E eu, aqui, nem ia prestar atenção! Se não tivesse ido jantar com os arqueólogos... Ah! Meu Passarinho luminoso, estou agora aqui a espiar pela janela e a mandar recadinhos para você através da luz que há do lado de baixo da Lua. Será que você os está recebendo?
• Escritora, historiadora e doutoranda em Geografia pela UFPR.
* Por Urda Alice Klueger
Faz frio; o forte vento sul hoje jogava nos olhos da gente a areia mexida na escavação arqueológica. Apesar do vento, fiquei muito tempo observando diversas coisas, principalmente o cuidado com que Alexandre, um jovem arqueólogo, trazia à luz o esqueleto de uma criancinha que um dia viveu por aqui, faz cerca de1.800 anos. Ainda é prematuro dizer-se com que idade morreu, mas é provável que tenha sido com alguns meses de idade, tão frageizinhos são seus ossos que Alexandre trata com maior delicadeza do que se fossem de açúcar. Observava o cuidado dele, e imaginava aquela criancinha ainda viva, mamando gulosamente no peito da sua mãe, quiçá de olhos luminosos, sorriso aberto. O que terá acontecido que abreviou assim sua vida? Talvez os cientistas consigam descobrir, não sei. O que posso dizer a respeito dela é que está descansando faz uns 18 séculos no lugar chamado Sítio Arqueológico Sambaquiano Jabuticabeira II – fica fácil descobrir aonde é para quem gosta de Arqueologia.
Queria falar na criancinha e queria falar do frio e do vento sul e da Lua – na verdade, foi por causa da Lua que comecei este texto.
Há pouco, nosso grupo saiu todo para a noite fria para ir jantar. Bastaram poucos passos fora da pousada para que quase todos nós estivéssemos de olho no céu de inverno, límpido e negro, com grandes estrelas penduradas naquele veludo, e a foice luminosa de uma lua crescente! Sou pessoa de reparar na lua, mas nunca me dera conta de um detalhe que uma doce arqueóloga botou em destaque. Ela se chama Paula, e está sempre tão calma que penso que a sua placidez tem a ver com seus oblíquos olhos quase orientais, que de alguma forma lhe transmitiram uma calma que atribuímos aos povos do Oriente.
- Quando a lua crescente tem na parte de baixo esse reflexo luminoso, é porque ela está refletindo a terra, a luminosidade dos pólos!
Pela primeira vez na vida prestei atenção a essa luminosidade da qual nunca me dera conta e ela era verdadeira, estava lá, na parte de baixo da Lua.

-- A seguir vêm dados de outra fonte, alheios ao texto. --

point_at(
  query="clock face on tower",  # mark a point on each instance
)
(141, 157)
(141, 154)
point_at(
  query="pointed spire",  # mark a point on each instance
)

Pasma, fiquei quieta, fui pela noite espiando de uma forma um pouco enviesada aquela fatia de lua iluminada por cima e por baixo – como nunca me dera conta de tal coisa? Cheguei ao restaurante, entrei, comi, sempre pensando em como nunca reparara naquilo. Já terminava de jantar quando quem se iluminou foi a minha alma: claro que não se podia ver sempre tal luminosidade, porque nem sempre lá por perto dos pólos havia algo tão irradiante! Há longos períodos de escuridão naquelas regiões – mas, com certeza, neste momento um dos pólos está explodindo de luminosidade! Não está lá perto o meu amor, aquele Príncipe que tem um Passarinho por dentro, aquele Ser Humano que possui dentro de si toda a luminosidade das estrelas? Claro está que a presença do meu amor nas proximidades de um pólo deve deixá-lo assim tão cheio de luz que a irradiação vai até à Lua!
E eu, aqui, nem ia prestar atenção! Se não tivesse ido jantar com os arqueólogos... Ah! Meu Passarinho luminoso, estou agora aqui a espiar pela janela e a mandar recadinhos para você através da luz que há do lado de baixo da Lua. Será que você os está recebendo?
• Escritora, historiadora e doutoranda em Geografia pela UFPR.
Eu também nunca vi tal detalhe. Vou passar a repará-lo.